L’artiste marocain Nabil el-Makhloufi possède un talent particulier qui consiste à transmettre des émotions contradictoires dans ses œuvres. Ainsi, ses images de scènes de foule peuvent sembler tout à la fois harmonieuses et dissonantes. On ne sait pas vraiment ce qui se passe, ni si ce qui se passe est bon, mauvais, ou entre les deux.
Le quotidien marocain Le Matin avait bien résumé la situation en 2019. La démarche artistique de Nabil El Makhloufi se caractérise par une figuration qui imprime un univers très particulier à ses toiles où dominent réalisme et symbolisme. Une étrange atmosphère de temps suspendu se dégage de ses œuvres. Les personnages que l’artiste crée ne sont jamais inertes. Ils imposent toujours une présence à la fois fragile et menaçante. Le spectateur se retrouve souvent à imaginer l’avant et l’après de la scène figurée. La narration est en effet inhérente à l’œuvre de Nabil El Makhloufi mais garde toujours un côté mystérieux ; chaque personnage, chaque scène étant une fenêtre ouverte sur autre chose.
Les œuvres de Nabil El Makhloufi questionnent la place de l’individu dans la société. Les personnages semblent, en effet, bien souvent seuls, même lorsqu’ils sont au milieu d’une foule. Ils imposent toujours leur présence. Une présence calme, sereine qui ne cherche pas à crier qu’elle est là pour s’imposer. D’où le titre de cette exposition où le pluriel attribué au mot présence impose des acceptions qu’il est difficile de tenir dans la trame d’un discours parce qu’elles participent du mystère.
Si Nabil El Makhloufi ne révèle jamais précisément le lieu de ces scènes, il évoque subtilement le Maroc dans chacune de ses toiles, sans jamais tomber dans les clichés identitaires. Tout en étant enracinées dans la culture de son pays d’origine, les œuvres d’El Makhloufi se nourrissent aussi de la culture et de la terre où leur auteur vit : l’Allemagne. L’artiste est en effet diplômé de l’Académie des arts visuels de Leipzig (Allemagne), ville réputée pour sa célèbre école de la peinture figurative : la Neue Leipziger Schule. Les peintures de Nabil El Makhloufi s’inscrivent dans la lignée de la figuration qui distingue les peintres de Leipzig.
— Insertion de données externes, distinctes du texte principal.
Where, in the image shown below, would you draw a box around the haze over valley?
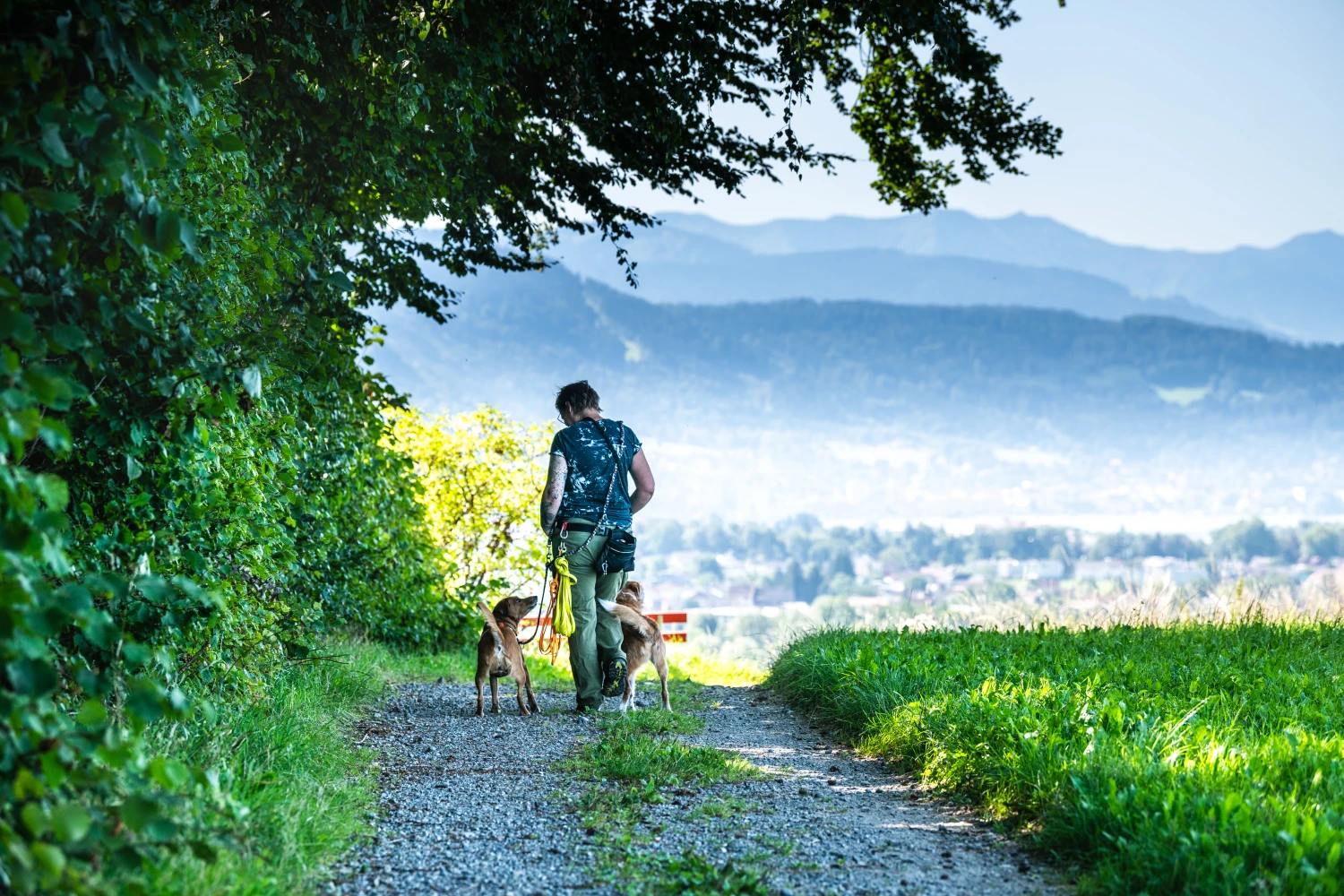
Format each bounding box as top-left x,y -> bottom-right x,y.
375,212 -> 1344,533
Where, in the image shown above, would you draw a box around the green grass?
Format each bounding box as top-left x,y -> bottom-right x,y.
620,849 -> 777,896
562,726 -> 761,788
771,621 -> 1344,896
126,641 -> 583,896
137,654 -> 383,896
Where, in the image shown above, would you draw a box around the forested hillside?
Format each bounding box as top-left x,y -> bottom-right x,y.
551,218 -> 1258,329
0,0 -> 1059,893
375,269 -> 1344,436
650,210 -> 1344,342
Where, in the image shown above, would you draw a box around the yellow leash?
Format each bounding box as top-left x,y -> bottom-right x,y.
538,542 -> 580,667
551,557 -> 580,638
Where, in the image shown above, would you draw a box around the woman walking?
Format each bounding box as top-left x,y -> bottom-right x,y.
542,380 -> 653,712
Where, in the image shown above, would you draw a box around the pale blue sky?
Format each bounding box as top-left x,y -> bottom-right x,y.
613,0 -> 1344,250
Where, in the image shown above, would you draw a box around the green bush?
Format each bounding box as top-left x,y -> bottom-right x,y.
771,621 -> 1344,896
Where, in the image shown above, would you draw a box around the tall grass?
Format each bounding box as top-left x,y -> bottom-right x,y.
136,651 -> 384,896
771,619 -> 1344,896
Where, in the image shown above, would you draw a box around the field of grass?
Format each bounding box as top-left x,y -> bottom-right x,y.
122,641 -> 762,896
771,619 -> 1344,896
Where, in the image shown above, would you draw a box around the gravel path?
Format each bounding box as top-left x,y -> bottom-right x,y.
328,684 -> 1064,896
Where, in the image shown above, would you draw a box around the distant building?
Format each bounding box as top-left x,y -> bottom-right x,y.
720,584 -> 757,607
1021,560 -> 1064,582
1144,557 -> 1209,586
752,584 -> 793,607
1074,557 -> 1134,582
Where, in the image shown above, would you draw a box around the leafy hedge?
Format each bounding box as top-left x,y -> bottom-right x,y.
0,0 -> 1058,892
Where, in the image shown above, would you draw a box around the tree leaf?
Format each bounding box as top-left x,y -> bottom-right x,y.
27,186 -> 80,215
51,804 -> 93,844
39,125 -> 75,168
0,194 -> 29,234
155,208 -> 182,253
211,133 -> 247,151
4,657 -> 56,697
242,366 -> 261,398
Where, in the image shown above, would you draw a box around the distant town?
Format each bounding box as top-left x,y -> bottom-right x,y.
636,517 -> 1344,659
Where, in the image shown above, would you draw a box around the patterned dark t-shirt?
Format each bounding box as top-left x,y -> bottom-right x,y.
551,420 -> 642,530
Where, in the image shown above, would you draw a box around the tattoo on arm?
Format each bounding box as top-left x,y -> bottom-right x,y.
542,454 -> 569,535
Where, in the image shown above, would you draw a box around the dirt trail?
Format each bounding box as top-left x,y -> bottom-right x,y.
330,684 -> 1064,896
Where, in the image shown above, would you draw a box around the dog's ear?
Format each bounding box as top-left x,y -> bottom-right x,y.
616,582 -> 644,611
495,597 -> 537,622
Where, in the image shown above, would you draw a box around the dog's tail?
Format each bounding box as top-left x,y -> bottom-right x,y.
599,600 -> 663,641
476,600 -> 504,643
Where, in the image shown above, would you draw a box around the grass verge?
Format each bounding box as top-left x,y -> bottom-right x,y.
126,641 -> 570,896
128,653 -> 383,896
769,621 -> 1344,896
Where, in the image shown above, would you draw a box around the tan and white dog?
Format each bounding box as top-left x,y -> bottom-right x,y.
601,582 -> 672,712
476,598 -> 540,716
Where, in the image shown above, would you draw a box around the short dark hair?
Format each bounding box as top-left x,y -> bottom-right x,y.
556,380 -> 602,414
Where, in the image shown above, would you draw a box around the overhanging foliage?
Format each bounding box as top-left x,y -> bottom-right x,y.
0,0 -> 1056,892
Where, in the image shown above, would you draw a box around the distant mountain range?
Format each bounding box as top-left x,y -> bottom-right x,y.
371,241 -> 1344,532
376,260 -> 1344,438
556,211 -> 1344,341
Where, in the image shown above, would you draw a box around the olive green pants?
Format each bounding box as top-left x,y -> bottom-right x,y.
556,521 -> 626,710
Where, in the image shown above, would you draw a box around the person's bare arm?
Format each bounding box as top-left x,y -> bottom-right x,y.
542,454 -> 570,535
631,449 -> 653,513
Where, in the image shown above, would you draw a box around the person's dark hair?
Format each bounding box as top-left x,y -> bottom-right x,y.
556,380 -> 602,414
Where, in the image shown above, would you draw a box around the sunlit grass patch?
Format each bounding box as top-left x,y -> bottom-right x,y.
668,646 -> 766,688
564,731 -> 761,786
134,651 -> 383,896
624,849 -> 776,896
771,619 -> 1344,896
599,710 -> 704,735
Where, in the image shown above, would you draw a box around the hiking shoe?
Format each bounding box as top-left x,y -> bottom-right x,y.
602,657 -> 625,697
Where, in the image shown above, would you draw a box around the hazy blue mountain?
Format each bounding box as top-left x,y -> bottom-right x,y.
632,210 -> 1344,341
556,225 -> 1254,329
375,259 -> 1344,439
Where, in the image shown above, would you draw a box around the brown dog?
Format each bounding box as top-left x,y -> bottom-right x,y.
601,582 -> 672,712
476,598 -> 540,716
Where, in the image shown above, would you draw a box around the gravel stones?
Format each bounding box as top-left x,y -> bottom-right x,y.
330,684 -> 1062,896
328,684 -> 591,896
Un sentiment d'ambivalence
Le sentiment d’ambivalence est voulu, explique El-Makhloufi, il n’est pas artificiel. «Je suis confronté au même casse-tête que le spectateur», confie-t-il ainsi. «Les situations énigmatiques ou menaçantes qui attisent la curiosité et les sentiments inquiétants constituent une part importante de mon travail.»
«J’aime l’ouverture d’esprit des gens, en Allemagne. Vous pouvez parler directement et de tout», explique-t-il. «C’est une grande différence par rapport à la culture arabe, dans laquelle il y a beaucoup de tabous. J’éprouve un amour inconditionnel pour le Maroc, mais l’Allemagne m’a ouvert les yeux.»